Thatcher took notice. Some councils were easy to deal with. The metropolitan county councils, most obviously the GLC of 'Red Ken' Livingstone, were simply abolished. But the costs of other councils continued to spiral as they spent on their new radical agendas. Liverpool council was famously taken over by the Trotskyite Militant Tendency, provoking a showdown with the government and also within the Labour party.

And then Thatcher unveiled her masterstroke of a solution. The rates would be scrapped, and replaced with a 'Community Charge.' A flat rate tax, payable by every adult. The bloc grant from central government would gradually be reduced. After a few years, councils would cover their own costs, and face a grim choice; set higher taxes to maintain levels of service, or set lower taxes to avoid being driven from office. For many, this looked like the end of local authorities as we knew them.

But behind the stunning simplicity were signs of danger. The poll tax (as everyone dubbed the new tax) had repeatedly been rejected by civil servants due to its unfairness; a duke would pay the same as a dustman. It had made its way to Cabinet thanks to over-eager free market advisors who were convinced it would be a vote winner. It would take a test case for the real problems to emerge.

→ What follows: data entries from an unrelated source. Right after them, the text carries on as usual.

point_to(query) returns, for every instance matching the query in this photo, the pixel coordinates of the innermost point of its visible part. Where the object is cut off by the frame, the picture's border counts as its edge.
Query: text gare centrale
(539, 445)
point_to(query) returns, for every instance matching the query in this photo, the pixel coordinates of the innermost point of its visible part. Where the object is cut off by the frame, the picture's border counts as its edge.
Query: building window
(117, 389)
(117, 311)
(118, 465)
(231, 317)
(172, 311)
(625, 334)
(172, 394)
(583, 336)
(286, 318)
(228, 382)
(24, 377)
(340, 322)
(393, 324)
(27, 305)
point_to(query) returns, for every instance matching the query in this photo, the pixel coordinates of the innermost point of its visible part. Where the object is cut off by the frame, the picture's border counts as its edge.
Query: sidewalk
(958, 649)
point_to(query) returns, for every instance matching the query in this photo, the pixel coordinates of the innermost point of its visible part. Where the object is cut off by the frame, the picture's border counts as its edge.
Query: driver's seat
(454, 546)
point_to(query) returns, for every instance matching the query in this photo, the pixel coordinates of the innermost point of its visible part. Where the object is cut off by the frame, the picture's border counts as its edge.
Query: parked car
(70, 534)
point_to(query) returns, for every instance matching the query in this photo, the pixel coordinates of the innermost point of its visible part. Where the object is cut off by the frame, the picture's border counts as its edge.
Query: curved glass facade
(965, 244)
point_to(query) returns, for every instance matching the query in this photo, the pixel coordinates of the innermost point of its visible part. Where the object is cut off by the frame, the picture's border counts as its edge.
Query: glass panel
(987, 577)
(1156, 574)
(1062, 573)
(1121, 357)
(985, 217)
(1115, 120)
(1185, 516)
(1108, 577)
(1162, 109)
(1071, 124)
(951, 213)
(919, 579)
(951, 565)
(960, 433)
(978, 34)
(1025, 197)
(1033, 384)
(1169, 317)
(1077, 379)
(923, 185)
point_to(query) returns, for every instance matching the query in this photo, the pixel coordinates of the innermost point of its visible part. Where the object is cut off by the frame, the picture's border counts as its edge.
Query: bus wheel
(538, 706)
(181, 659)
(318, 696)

In Scotland, the rates were re-calculated more regularly than they were in England. A rates revaluation in 1985 and 1986 had been politically damaging to the already poor stock of the Scottish Tories. Grasping at any lifelines, the Scottish Conservatives persuaded Thatcher to let them go first with the poll tax. They were so confident that it would be a vote winner that they cast aside the original plan to phase the tax in, and brought it in in one go in 1989.

The problems began mounting soon after. Partly, it was poor administration. A form sent to every household had asked them to list everyone living there- some people filled out everyone, resulting in children and even pets being billed for poll tax. Some people used it as an excuse to disappear from the electoral register. Buildings with an unknown number of occupants, or short term occupancies, proved a nightmare. The other catastrophe was the cost. Far from reducing costs, poll taxes were much higher than rates. Rates had also only been levied on home owners; suddenly, people were getting a bill from their local councils for the first time in their lives, and it was a fortune. But rather than blaming their local authority, the blame rebounded onto Thatcher.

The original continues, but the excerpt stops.